For a set $X$, the Lindenbaum number of $X$, $\aleph^*(X)$, is the least non-zero ordinal $\alpha$ such that there is no surjection $X\to\alpha$. It seems to be well-known that for infinite sets $X$ and $Y$,
$$\aleph^*(X)\times\aleph^*(Y)\leq\aleph^*(X\times Y)\leq\aleph^*(X)^+\times\aleph^*(Y)^+.$$
Is this a folklore result? If not, where in the literature can this be found?
It doesn't appear to be in Tarski-Lindenbaum Communication sur les recherches de la th'eorie des ensembles.
Karl-Heinz Diener proved in On the transitive hull of a κ‐narrow relation that for all class relations $R$, if $R$ is $\kappa$-narrow in the sense that $\aleph^\ast(R^{-1}[\{x\}])\leqslant\kappa$ for all sets $x$, then the transitive closure $R^\ast$ of $R$ is $\kappa^+$-narrow.
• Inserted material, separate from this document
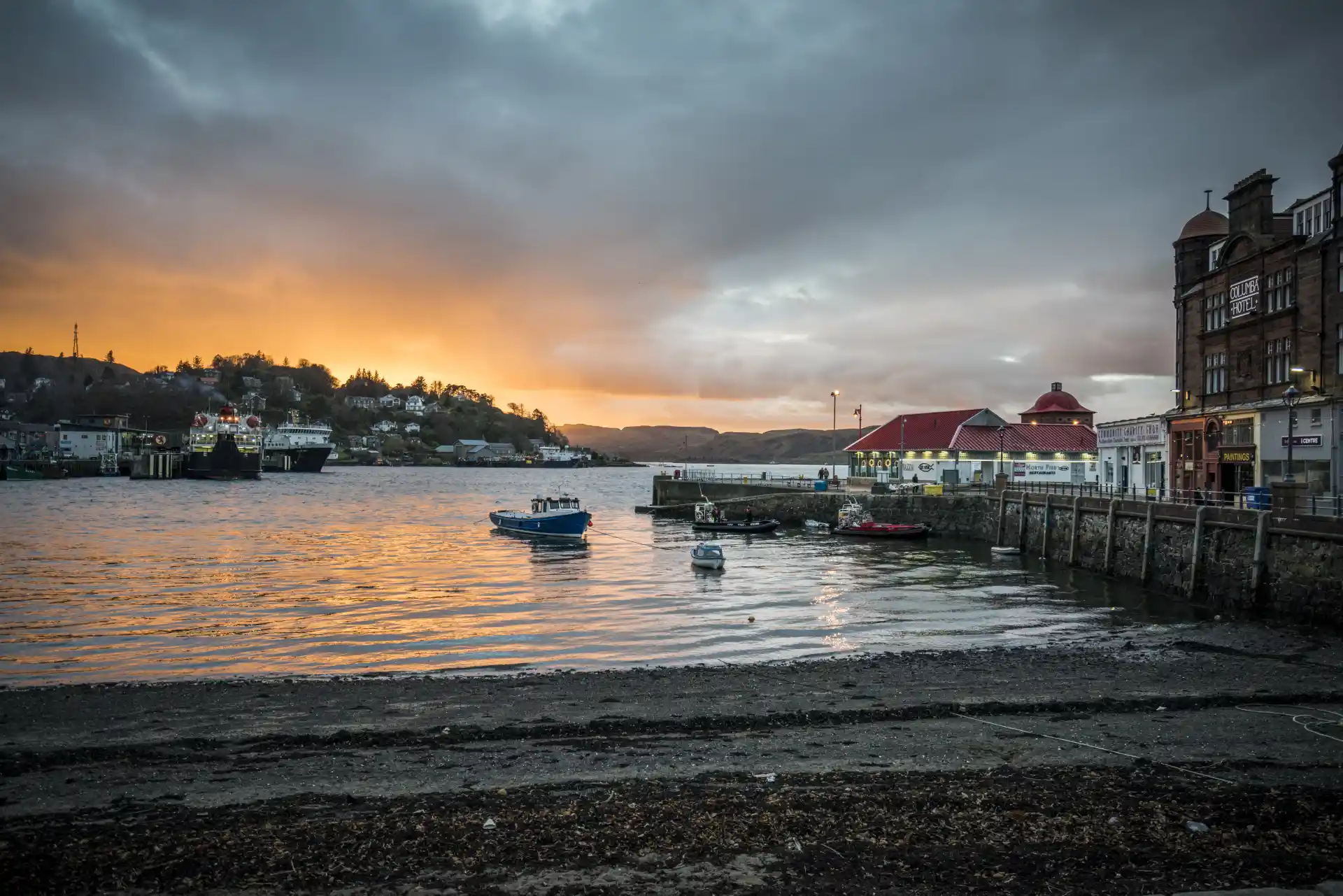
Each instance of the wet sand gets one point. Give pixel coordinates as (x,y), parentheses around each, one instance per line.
(887,774)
The result you mentioned is a corollary of this result.
It can also be proved in $\mathsf{ZF}$ that $\aleph^\ast(\kappa\times x)=\kappa^+\cdot\aleph^\ast(x)$. See Lemma 3.6 of A generalized Cantor theorem in ZF for a proof of the case $\kappa=\omega$. The general case is proved by Peng and is not published yet.